Hatter stays in the relative safety of her tea house for several days, or possibly weeks. She tries to keep track of the progression of time by marking the walls of the tiny living space above the tea house itself: little lines of black ink that should have served as a calendar. The marks vanish when she sleeps and there is nothing else to distinguish the days, though, so she forgets.

She spends some time after that breaking into houses and stealing clocks, then enlisting Regina to make them stay with her. By the time she gives up in frustration for the futility of the exercise, she has almost two dozen of them. Every morning she resets them, but she has only to look away for the length of a breath before the time is 8:15 once again.

They turn against her in the end, just like everything else, and drive her from the flat. In the kitchen below, she stands in the quiet dark and listens to the stillness towering over her. Her grip on the counter isn't enough to keep the weight from crushing her to dust, and she runs, and runs, and runs. It rained earlier—it has _always_ rained earlier—and the pavement is still bright with water, glistening in the streetlight and soaking through the soles of her shoes.

Hatter doesn't know where she's going. Away from the giant clock looming over the center of town is enough for her, then away from the town's lights until she's following the road through trees. She stumbles once and stays down long enough to note blearily that her blood isn't making the asphalt bubble before staggering back up.

It isn't long before she finds the sign, all but illegible in the gloom, that marks the end of her flight. LEAVING STORYBROOKE, it announces to the world. She slumps against it and offers the metal what warmth she can for just long enough to catch her breath.
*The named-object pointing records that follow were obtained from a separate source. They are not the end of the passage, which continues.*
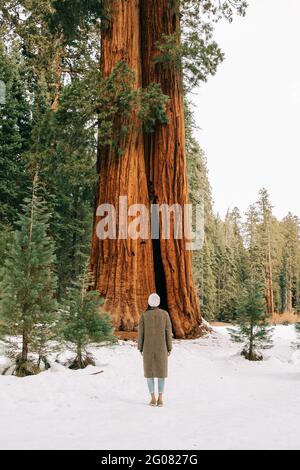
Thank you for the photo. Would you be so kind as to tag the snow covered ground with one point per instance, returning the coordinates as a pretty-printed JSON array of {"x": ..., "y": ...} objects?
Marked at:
[{"x": 215, "y": 400}]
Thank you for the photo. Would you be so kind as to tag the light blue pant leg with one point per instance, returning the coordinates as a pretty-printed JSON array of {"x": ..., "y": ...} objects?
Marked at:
[
  {"x": 161, "y": 385},
  {"x": 151, "y": 385}
]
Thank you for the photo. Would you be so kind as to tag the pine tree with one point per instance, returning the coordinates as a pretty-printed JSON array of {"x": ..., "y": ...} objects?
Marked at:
[
  {"x": 28, "y": 286},
  {"x": 296, "y": 344},
  {"x": 15, "y": 127},
  {"x": 253, "y": 330},
  {"x": 82, "y": 323}
]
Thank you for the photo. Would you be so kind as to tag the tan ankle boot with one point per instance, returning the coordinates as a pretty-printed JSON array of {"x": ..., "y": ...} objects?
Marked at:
[
  {"x": 160, "y": 402},
  {"x": 153, "y": 401}
]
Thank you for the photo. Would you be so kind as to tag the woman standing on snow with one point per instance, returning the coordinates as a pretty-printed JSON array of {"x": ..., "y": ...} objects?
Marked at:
[{"x": 155, "y": 344}]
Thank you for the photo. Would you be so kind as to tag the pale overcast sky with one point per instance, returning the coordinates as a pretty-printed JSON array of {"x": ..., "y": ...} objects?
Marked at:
[{"x": 249, "y": 114}]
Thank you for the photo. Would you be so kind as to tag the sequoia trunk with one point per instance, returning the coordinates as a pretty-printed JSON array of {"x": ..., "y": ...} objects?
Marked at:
[
  {"x": 123, "y": 269},
  {"x": 166, "y": 163},
  {"x": 152, "y": 168}
]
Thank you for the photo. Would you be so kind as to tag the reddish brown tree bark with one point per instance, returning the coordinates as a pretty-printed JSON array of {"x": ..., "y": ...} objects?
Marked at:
[
  {"x": 123, "y": 269},
  {"x": 152, "y": 168},
  {"x": 166, "y": 163}
]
She pushes her hand against the air beyond the sign; it has the consistency of pudding. When she tries to go further, the Decree clamps around her throat and drags her back. Hatter rebounds off the road's meager shoulder and rolls into the mud while the breath is ripped from her lungs. Each wheeze feels like self-castigation.

A mewling sound escapes her throat and she hurls herself at the border again in desparation; this time the Decree throws her farther. Her cheek scrapes open against the edge of the road, and she lays there for a while.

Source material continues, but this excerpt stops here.